In a letter to the university, Perry Traquina, chairman of the Brandeis Board of Trustees, thanked Lawrence, saying he “has worked tirelessly to move our university forward … including making significant progress in balancing the university’s budget, a record endowment, the fundraising of $225 million in gifts, and a 35 percent increase in applications under his stewardship. Fred has also brought an unbridled energy and enthusiasm to our campus, and our students have benefited greatly from Fred’s hands-on approach to their education and student experience.”

Lawrence also was credited with presiding over the reopening of the Rose Art Museum on the Brandeis campus, putting an end to a controversy over whether to sell its unique and valuable collection of modern art.

The trustees said they will start an international search to find a new president.  Lynch, a prominent economist, is the former dean of the Heller School for Social Policy and Management at Brandeis.

Brandeis, founded in 1948, is a leading research institution.

Italy’s new president, at site of Ardeatine massacre, calls for united terrorism fight

ROME (JTA)—Sergio Mattarella, the new president of Italy, at a visit to the site of a Nazi massacre called for international unity in the fight against terrorism.

On Sunday, a day after he was elected by the Italian Parliament, Mattarella made his remarks at the Ardeatine Caves, where German occupation troops killed 335 people in March 1944. Among the 335 victims were Jews, political prisoners, partisans, and civilians.

The visit to the caves in a rural suburb of Rome was his first act as president.

“The alliance between nations and peoples was able to beat the Nazi, racist, anti-Semite, totalitarian hate of which this place is a painful symbol,” Mattarella said inside the memorial. “The same unity in Europe and around the world will be able to beat those who want to bring us in a new season of terror.”

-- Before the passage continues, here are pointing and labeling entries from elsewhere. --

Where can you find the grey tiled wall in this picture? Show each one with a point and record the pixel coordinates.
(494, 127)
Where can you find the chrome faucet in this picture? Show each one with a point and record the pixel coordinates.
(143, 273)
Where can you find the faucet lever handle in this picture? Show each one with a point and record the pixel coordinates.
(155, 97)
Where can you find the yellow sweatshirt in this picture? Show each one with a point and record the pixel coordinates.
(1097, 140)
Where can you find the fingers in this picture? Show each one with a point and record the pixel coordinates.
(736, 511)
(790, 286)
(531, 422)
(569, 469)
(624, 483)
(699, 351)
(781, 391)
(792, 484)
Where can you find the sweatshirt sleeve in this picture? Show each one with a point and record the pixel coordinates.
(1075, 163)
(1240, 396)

Renzo Gattegna, president of the Union of Italian Jewish Communities, said, “The very high symbolic significance of his first institutional act, the words in defense of the fundamental values and against all forms of hatred, racism and anti-Semitism pronounced at Fosse Ardeatine represents a clear signal to the whole country.”

The mass killing of Romans was a reprisal for a partisan attack that killed 33 German soldiers in central Rome.